Under a business-as-usual scenario, "wet-bulb temperatures are projected to approach the survivability threshold over most of South Asia, and exceed it at a few locations, by the end of the century," said the report.

About 30 percent of the population in the region would be exposed to these harmful temperatures, said the report.

The densely populated farming regions of South Asia could fare the worst, because workers are exposed to heat with little opportunity for escape into air-conditioned environments.

"Deadly heat waves could begin within as little as a few decades to strike regions of India, Pakistan, and Bangladesh, including the fertile Indus and Ganges river basins that produce much of the region's food supply," said the report.

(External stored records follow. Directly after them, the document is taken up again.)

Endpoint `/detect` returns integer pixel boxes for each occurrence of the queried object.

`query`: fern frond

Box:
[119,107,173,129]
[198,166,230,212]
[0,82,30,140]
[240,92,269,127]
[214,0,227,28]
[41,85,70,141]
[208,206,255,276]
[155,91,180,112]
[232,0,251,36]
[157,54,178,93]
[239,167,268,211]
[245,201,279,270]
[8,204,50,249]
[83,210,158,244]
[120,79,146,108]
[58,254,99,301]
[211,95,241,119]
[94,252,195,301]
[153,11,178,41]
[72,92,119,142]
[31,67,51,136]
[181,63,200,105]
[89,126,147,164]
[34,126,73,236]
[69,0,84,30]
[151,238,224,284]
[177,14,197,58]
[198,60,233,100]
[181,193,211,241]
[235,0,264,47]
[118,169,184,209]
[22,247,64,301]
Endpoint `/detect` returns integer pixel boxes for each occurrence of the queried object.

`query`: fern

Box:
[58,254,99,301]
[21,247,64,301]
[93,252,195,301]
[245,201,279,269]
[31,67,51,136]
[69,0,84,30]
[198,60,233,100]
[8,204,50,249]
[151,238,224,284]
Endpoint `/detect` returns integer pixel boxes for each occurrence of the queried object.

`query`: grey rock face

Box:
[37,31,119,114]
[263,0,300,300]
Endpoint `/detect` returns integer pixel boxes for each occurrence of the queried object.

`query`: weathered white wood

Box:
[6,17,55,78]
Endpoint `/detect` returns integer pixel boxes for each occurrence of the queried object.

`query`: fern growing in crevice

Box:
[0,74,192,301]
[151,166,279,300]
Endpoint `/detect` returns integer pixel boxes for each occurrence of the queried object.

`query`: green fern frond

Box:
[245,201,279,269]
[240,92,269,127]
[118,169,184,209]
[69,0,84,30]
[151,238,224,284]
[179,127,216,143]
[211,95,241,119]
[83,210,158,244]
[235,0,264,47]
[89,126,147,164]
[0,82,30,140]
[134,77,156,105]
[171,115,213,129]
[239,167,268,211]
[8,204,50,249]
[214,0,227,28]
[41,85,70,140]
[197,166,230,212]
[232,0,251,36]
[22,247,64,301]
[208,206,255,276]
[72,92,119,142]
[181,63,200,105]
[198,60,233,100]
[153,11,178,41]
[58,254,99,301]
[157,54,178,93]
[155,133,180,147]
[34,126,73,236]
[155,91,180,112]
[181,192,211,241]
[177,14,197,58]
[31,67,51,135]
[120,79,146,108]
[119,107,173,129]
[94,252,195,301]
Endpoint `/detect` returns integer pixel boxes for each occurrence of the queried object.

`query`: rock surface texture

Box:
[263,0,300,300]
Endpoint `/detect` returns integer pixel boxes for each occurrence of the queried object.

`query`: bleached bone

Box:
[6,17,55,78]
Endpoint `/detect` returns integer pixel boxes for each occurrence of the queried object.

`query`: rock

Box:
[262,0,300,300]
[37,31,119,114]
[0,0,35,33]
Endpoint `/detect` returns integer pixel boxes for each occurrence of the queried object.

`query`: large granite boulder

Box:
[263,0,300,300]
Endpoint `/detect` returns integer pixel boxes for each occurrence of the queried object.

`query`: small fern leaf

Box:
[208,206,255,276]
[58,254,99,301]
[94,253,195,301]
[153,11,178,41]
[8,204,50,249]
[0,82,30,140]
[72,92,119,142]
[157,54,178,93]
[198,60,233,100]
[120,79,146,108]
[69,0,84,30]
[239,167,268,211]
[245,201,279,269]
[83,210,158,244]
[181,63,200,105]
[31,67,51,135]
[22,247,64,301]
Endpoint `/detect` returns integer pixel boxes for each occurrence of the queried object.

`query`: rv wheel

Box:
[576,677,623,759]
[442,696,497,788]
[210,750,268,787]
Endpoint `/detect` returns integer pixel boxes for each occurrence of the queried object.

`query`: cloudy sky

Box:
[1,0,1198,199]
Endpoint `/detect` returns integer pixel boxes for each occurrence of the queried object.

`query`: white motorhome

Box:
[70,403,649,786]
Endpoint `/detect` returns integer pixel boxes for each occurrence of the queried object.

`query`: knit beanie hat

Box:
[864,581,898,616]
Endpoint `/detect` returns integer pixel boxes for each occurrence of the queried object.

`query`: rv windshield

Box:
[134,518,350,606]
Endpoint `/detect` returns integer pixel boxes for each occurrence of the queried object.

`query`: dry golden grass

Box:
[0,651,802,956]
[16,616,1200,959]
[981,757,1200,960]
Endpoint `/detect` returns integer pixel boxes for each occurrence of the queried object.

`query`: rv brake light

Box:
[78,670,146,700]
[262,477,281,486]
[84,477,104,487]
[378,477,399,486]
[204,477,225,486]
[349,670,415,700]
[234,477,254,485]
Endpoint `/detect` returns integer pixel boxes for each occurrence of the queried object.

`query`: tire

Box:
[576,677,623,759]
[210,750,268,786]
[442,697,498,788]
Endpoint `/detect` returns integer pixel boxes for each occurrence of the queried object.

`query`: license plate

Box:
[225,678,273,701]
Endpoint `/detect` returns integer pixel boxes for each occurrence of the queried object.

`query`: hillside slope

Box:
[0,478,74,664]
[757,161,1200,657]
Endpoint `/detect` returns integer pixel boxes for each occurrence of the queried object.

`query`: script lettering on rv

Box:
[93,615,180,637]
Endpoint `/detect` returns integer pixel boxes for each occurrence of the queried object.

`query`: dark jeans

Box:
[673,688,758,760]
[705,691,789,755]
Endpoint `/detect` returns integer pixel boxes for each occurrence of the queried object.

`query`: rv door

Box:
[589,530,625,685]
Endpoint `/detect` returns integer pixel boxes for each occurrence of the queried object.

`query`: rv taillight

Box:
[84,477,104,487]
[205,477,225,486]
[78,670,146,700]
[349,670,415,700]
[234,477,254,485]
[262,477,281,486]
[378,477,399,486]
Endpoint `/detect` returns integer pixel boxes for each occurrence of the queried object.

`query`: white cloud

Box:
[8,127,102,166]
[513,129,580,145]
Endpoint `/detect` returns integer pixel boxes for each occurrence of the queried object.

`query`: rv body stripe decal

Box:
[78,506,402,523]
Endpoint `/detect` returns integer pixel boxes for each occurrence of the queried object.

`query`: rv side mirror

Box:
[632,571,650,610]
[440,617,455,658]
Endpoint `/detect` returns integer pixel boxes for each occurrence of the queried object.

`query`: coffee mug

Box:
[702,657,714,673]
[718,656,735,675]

But researchers said their models gave cause for hope, too. Under the scenario in which steps are taken to limit warming over the coming decades, the population exposed to harmful wet-bulb temperatures would increase from zero to just 2 percent.

Temperatures would still reach dangerous levels (over 31 C), but would not be quite so close to the fatal threshold.

"There is value in mitigation, as far as public health and reducing heat waves," said lead author Elfatih Eltahirhe, professor of environmental engineering at the Massachusetts Institute of Technology.

"With mitigation, we hope we will be able to avoid these severe projections. This is not something that is unavoidable."

Deadly heat is already common. In 2015, a heat wave across India and Pakistan killed 3,500 people. Disaster management officials already have urged India's cities and states to create heat action plans, after recording 13 of the country's hottest 15 years on record since 2002.